A couple from Siliguri are helping women residents of closed tea estates in the Siliguri subdivision, and families who have lost their main income due to elephant attacks, to restore hope amid hardship.

Anirban Nandy, rural development researcher at IIT-Kharagpur and co-founder of “Live Life Happily”, and his wife Poulami Chaki Nandy, regularly visit tea plantations to train women in growing mushrooms for sale.

To date, the couple are training around 1,000 women in tea plantations, some of them from walled gardens, in regular cultivation and in large quantities of mushrooms.

“Mushrooms have a huge demand in the hospitality industry these days. We are trying to develop business links so that the women can sell the mushrooms they grow without any problem, not only in Calcutta but in the local markets of Siliguri and the hills. A kilo of mushroom brings in at least Rs 120, ”Anirban said.

The couple got the idea while interacting with mothers of children, especially girls, in the closed tea gardens they were helping study amid the pandemic outbreak last year.

“When we taught the children, we also met the mothers and learned about the financial constraints their families were facing. It was then that we came up with the idea of ​​training mothers in mushroom cultivation so that families could afford to let their children study, ”Anirban said.

Anirban added that in some tea estates in the Siliguri Subdivision, trespassing by wild elephants is common. “In Merry View, a tea plantation in the Naxalbari block of the subdivision, there are around 120 families who have lost their main livelihood to elephant attacks in recent times. Women in these families are facing a huge financial crisis. So for them, too, training in mushroom cultivation proved to be useful. Some of these women have already started making money selling their products, ”Anirban said.

He said these people did not have land rights and were not legally allowed to use the land where they live for agricultural and other purposes. “It also prevents them from applying for bank loans. We are therefore in the process of creating self-help groups for these women in the gardens, ”he added.
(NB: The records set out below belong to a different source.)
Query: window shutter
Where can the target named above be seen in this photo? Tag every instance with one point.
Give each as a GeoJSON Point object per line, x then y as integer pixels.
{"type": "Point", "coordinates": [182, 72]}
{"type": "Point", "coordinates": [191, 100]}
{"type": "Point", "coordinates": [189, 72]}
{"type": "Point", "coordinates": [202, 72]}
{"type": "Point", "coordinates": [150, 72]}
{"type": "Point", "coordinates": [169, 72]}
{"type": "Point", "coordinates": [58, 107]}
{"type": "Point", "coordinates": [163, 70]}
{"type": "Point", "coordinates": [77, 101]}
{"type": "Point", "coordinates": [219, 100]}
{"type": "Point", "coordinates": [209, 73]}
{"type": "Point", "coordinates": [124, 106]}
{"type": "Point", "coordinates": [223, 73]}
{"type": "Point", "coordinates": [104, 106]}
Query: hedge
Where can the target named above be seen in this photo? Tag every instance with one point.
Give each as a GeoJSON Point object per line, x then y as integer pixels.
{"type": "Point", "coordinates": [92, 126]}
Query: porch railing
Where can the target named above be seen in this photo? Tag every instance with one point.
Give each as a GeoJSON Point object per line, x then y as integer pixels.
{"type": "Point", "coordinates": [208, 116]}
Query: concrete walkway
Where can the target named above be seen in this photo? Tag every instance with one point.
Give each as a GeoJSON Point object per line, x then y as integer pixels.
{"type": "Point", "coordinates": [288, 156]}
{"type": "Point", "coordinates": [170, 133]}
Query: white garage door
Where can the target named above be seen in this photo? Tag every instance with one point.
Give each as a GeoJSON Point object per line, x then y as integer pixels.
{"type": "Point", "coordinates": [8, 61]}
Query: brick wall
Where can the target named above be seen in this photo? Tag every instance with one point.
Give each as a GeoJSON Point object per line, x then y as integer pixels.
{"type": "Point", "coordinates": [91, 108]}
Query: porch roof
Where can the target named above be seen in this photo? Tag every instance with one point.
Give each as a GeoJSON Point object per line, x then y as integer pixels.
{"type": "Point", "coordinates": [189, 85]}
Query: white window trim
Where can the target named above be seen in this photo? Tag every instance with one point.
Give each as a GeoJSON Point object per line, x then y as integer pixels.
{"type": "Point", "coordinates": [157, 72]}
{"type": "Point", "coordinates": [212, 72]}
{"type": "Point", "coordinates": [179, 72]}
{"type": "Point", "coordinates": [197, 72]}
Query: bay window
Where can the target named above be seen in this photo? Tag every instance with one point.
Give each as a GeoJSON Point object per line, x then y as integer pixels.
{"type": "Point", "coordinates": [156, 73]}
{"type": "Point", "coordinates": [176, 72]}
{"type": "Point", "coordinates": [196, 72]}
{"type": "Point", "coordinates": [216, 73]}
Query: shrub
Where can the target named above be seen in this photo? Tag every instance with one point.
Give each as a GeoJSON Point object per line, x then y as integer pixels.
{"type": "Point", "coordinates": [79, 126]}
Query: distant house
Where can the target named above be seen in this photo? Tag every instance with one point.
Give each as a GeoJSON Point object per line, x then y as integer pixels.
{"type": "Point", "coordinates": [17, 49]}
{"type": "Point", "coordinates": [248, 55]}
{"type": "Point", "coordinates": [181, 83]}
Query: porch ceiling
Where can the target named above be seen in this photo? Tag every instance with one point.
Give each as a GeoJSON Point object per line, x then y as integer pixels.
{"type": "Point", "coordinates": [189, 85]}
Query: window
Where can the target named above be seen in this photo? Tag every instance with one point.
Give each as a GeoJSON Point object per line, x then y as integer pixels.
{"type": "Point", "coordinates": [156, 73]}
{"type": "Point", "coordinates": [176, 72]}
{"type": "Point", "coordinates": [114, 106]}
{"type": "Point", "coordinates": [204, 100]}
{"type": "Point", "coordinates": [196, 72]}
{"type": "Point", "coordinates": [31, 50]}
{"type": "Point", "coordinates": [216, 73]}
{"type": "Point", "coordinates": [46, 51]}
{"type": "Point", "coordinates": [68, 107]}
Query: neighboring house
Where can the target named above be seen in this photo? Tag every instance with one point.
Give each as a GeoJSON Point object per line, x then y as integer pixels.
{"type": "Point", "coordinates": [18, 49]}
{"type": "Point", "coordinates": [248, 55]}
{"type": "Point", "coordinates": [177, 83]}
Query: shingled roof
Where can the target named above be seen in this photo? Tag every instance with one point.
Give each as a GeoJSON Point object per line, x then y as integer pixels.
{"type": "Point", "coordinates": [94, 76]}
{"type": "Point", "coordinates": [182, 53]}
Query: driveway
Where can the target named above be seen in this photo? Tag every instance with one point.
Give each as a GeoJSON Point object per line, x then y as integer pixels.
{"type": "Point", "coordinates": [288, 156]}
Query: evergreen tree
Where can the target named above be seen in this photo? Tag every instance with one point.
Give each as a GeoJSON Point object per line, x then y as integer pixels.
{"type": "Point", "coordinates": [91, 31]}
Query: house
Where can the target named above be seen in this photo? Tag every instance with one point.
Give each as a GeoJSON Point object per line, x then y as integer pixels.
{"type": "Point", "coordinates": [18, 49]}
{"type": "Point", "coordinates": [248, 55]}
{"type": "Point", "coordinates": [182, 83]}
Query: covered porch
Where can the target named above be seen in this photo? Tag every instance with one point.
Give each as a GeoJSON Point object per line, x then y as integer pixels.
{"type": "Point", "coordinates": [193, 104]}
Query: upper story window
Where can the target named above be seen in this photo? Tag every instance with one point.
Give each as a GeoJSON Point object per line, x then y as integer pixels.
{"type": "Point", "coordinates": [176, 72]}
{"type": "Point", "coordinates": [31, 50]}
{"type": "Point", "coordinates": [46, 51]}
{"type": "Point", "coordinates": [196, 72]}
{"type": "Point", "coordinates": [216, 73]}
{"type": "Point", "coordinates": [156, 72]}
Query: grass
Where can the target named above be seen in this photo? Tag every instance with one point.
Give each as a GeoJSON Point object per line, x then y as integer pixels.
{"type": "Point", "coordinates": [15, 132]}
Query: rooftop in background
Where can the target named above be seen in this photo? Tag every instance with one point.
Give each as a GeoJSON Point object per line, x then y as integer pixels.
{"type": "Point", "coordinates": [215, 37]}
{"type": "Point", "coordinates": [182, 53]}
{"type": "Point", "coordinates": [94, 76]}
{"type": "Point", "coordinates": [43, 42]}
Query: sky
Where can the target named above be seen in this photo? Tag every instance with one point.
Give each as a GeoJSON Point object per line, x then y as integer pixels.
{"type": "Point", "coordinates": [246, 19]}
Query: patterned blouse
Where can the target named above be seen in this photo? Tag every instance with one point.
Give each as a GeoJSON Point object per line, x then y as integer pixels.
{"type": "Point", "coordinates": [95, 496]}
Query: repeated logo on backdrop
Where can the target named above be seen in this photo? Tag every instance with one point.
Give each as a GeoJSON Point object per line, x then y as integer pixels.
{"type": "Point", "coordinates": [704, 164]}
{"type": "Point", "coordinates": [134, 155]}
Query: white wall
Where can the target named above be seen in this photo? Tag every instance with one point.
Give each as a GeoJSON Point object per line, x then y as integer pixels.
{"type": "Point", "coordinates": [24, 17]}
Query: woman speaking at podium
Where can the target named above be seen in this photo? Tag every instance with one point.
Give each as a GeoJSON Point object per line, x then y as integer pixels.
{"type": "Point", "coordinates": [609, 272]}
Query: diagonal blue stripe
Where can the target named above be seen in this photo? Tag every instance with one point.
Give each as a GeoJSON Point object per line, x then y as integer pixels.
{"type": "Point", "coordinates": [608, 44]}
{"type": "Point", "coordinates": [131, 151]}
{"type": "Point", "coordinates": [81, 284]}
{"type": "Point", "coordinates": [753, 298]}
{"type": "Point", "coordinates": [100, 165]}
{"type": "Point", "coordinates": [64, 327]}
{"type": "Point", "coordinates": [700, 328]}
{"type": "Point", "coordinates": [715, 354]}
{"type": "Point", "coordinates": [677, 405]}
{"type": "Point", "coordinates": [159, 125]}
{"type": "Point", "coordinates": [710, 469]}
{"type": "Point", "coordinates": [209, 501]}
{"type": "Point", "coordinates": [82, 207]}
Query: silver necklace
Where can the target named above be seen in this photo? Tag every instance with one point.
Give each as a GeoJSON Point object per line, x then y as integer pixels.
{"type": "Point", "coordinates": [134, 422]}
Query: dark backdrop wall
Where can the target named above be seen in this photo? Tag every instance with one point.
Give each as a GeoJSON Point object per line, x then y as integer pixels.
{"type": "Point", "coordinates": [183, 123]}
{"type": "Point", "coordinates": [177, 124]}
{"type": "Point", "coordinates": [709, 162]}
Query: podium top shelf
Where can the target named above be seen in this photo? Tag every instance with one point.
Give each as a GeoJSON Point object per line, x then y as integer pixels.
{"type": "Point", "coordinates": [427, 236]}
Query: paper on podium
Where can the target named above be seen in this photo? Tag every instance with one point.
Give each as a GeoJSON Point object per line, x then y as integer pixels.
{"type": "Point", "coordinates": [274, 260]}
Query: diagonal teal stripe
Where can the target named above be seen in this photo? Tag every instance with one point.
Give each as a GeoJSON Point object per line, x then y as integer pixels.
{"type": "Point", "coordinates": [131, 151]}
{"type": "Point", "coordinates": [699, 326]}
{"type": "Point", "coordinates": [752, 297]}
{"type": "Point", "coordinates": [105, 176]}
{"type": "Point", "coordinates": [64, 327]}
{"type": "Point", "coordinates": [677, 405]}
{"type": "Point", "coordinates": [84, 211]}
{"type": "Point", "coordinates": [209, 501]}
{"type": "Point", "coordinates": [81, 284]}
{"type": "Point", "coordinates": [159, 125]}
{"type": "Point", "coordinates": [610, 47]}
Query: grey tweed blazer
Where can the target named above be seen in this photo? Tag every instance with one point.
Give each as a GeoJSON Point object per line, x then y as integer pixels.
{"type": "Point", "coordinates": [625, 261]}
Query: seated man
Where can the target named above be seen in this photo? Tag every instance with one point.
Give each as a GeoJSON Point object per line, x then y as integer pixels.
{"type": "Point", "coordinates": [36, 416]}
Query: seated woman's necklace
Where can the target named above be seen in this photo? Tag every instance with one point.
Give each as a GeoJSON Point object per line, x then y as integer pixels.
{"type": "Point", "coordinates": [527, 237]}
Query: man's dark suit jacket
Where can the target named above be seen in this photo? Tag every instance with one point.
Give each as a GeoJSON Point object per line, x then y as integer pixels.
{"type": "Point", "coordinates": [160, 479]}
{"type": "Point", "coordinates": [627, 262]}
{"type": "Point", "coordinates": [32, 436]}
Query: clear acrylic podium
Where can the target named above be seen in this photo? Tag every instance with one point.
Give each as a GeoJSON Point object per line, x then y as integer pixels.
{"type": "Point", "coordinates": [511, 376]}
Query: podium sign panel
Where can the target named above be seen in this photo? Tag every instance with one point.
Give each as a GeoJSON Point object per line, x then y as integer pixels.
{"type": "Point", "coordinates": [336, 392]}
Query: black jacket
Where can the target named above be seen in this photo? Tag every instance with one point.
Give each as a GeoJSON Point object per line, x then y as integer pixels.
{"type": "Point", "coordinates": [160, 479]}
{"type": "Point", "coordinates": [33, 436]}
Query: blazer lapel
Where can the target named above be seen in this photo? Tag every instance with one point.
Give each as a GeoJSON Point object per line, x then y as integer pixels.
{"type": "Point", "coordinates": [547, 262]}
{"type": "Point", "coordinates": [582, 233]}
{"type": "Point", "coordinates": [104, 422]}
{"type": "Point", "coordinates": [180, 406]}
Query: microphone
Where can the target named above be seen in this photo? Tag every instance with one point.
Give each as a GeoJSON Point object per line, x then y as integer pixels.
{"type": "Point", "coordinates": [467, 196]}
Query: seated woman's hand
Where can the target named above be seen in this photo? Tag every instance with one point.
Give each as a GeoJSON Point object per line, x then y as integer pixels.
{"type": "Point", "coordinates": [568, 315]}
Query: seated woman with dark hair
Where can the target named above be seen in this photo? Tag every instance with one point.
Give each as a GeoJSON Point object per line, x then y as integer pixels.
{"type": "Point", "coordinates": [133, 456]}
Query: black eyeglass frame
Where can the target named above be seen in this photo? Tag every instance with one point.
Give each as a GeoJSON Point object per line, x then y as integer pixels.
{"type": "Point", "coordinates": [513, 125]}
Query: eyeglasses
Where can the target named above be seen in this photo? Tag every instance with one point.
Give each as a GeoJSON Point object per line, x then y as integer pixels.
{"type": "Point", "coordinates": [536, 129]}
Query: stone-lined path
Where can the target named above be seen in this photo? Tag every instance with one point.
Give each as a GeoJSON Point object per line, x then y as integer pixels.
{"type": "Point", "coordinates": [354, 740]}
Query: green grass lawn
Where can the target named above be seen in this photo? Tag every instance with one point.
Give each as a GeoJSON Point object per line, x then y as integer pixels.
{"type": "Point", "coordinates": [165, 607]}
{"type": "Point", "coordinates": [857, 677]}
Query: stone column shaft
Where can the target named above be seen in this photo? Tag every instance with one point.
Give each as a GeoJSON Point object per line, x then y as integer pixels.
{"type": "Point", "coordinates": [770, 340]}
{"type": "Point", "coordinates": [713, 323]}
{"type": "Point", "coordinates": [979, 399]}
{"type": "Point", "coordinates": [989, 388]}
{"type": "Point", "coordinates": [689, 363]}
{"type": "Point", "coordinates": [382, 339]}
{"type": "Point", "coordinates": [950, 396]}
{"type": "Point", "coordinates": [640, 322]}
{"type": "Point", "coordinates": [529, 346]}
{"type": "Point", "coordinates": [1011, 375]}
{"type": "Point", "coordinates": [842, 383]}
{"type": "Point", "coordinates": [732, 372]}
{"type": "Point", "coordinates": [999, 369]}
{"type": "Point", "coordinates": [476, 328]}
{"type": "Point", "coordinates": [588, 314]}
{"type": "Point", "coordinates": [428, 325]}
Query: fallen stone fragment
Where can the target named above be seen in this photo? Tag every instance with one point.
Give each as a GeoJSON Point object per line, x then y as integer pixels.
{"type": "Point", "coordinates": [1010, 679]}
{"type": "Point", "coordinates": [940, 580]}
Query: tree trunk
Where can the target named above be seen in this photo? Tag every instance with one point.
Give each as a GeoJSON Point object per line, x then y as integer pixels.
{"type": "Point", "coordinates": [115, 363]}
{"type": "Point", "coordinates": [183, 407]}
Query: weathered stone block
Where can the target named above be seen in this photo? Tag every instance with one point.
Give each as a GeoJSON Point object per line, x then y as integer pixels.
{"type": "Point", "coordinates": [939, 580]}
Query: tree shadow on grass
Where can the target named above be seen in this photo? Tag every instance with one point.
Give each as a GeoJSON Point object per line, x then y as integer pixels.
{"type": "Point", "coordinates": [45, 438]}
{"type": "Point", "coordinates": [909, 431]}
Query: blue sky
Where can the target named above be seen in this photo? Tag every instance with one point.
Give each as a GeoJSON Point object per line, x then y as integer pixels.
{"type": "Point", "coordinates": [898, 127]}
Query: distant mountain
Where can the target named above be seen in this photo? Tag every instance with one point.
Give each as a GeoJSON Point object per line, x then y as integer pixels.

Poulomi added mushrooms was a good choice in this context. “Growing mushrooms doesn’t need a lot of space. We have brought women together in self-help groups. Each group has 10 members who grow mushrooms in their own huts, ”she said, adding that there were 50 women’s self-help groups in Gangaram tea plantation and 40 groups in Merry View.

SHG sends mushrooms to Howrah and Burrabazar wholesale markets in Calcutta. “We are also working in other tea plantations near Bagdogra and Bidhannagar (both in the Siliguri subdivision,” Poulami added.